Let’s face it; I have no idea what my husband does on his computer (besides his actual job work and watching videos on woodworking and bee keeping). I, on the other hand, am the accountant for our family, use social media, and am the sole member of Lifted Up, LLC, and I do all of the above.

As the family accountant, I keep a spreadsheet of our bills and the first of each month, I adjust the totals to reflect what is due on the varying amount ones. For the few that aren’t set up for automatic payment, I go online and schedule the full payment for the due date. Boom. The bills for the whole month are paid in less than five minutes. But what if something happens to me?

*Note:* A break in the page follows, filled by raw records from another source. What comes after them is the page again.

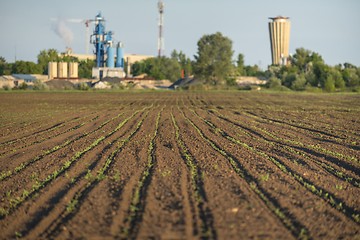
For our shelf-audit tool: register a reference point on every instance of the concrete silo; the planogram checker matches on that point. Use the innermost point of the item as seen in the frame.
(279, 30)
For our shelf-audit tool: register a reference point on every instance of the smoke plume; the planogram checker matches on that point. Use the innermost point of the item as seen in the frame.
(63, 31)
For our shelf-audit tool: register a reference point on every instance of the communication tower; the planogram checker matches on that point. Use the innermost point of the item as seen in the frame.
(161, 28)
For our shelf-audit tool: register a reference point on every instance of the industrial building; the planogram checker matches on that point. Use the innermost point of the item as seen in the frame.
(279, 30)
(63, 70)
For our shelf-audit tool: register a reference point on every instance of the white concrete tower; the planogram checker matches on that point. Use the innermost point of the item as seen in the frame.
(279, 30)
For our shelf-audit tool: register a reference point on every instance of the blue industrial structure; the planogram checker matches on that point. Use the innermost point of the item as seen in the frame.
(104, 47)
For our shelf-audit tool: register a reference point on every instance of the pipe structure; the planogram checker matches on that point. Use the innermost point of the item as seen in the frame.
(110, 57)
(119, 55)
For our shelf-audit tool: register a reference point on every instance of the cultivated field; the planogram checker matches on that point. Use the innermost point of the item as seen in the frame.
(179, 166)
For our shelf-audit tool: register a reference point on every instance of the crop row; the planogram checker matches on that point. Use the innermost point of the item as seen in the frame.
(207, 229)
(15, 202)
(287, 145)
(322, 193)
(6, 174)
(137, 205)
(28, 144)
(314, 147)
(289, 222)
(74, 204)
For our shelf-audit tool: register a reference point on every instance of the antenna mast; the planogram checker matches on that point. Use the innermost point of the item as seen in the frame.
(161, 27)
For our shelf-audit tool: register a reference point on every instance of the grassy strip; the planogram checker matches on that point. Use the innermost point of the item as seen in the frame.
(207, 231)
(328, 197)
(40, 131)
(15, 202)
(294, 227)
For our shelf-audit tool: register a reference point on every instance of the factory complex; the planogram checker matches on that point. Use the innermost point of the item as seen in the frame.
(114, 65)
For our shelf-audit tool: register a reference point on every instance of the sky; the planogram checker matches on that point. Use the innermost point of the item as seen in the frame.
(328, 27)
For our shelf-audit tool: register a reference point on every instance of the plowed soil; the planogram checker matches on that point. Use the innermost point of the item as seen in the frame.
(174, 165)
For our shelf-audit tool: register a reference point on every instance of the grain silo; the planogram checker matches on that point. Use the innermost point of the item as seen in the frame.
(52, 70)
(62, 70)
(73, 70)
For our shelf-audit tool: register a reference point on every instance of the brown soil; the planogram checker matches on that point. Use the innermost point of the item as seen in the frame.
(179, 166)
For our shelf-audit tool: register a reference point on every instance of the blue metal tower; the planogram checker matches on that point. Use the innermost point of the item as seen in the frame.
(103, 42)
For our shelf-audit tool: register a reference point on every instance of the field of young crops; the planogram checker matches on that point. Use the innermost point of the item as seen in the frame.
(168, 165)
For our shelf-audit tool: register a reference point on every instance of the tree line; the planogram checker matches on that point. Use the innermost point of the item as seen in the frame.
(214, 65)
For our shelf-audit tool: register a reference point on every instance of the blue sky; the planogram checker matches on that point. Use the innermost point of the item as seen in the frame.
(328, 27)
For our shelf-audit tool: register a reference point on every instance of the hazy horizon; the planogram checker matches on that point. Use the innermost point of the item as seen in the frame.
(326, 27)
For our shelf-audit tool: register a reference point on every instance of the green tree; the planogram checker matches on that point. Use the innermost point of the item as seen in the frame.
(213, 62)
(2, 65)
(158, 68)
(46, 56)
(240, 65)
(351, 77)
(335, 73)
(85, 68)
(185, 62)
(329, 84)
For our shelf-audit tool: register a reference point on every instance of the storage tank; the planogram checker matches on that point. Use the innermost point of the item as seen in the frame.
(62, 70)
(52, 70)
(119, 55)
(73, 70)
(110, 57)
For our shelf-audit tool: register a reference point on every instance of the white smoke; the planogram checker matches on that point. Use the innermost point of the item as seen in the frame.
(63, 31)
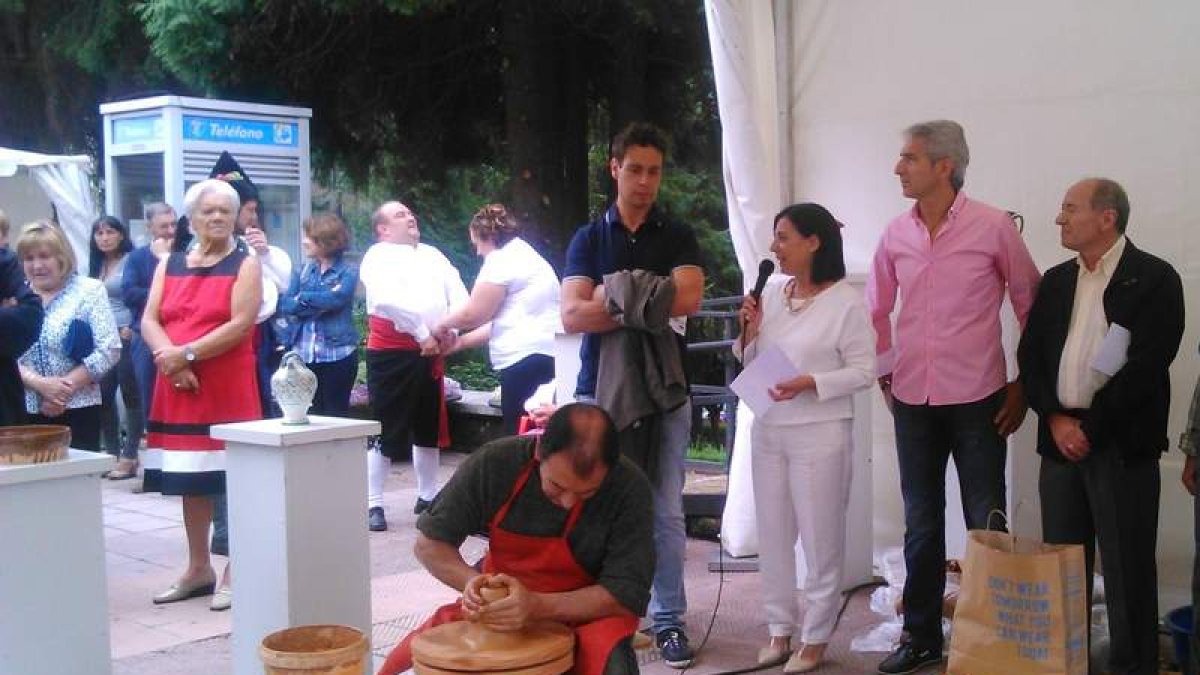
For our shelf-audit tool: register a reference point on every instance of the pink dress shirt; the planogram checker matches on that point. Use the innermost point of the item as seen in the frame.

Somebody needs to be able to step in and handle that.

I’m hoping this is an eye-opener for you to appoint someone to handle all of your digital property in the event of your death or incapacity. 

That means you’ll need to have a list of all your digital accounts and how to access the accounts. Then you’ll choose a person to act as your digital executor if you decide on someone other than your primary executor.

Next you’ll need to outline in writing your intentions as to what steps to take with each account and include a copy of that with your other estate planning documents. Check with the laws of your state to determine how to make this a legal action.

On, they tell the story of a young, not-yet-21 soldier killed by a roadside bomb in Fallujah. He had left no will of any kind, so his parents were left to handle what meager estate he had. The soldier had been keeping a journal on his Yahoo mail account, and his father wanted to read it, print it, and share it. But no one knew the young man’s password. Yahoo would not share it under the legal terms and conditions of their business. After a long court battle, the company finally agreed to print out the journal for the parents.

I want you to think for a moment about all your digital belongings. Are you comfortable with letting it all disappear the moment you do?

Remember the quote by Gregory Herman-Giddens from Tuesday’s post?

“Bad things happen to the families of good people who die without a will.”

The same can be said for people who die without a digital estate plan.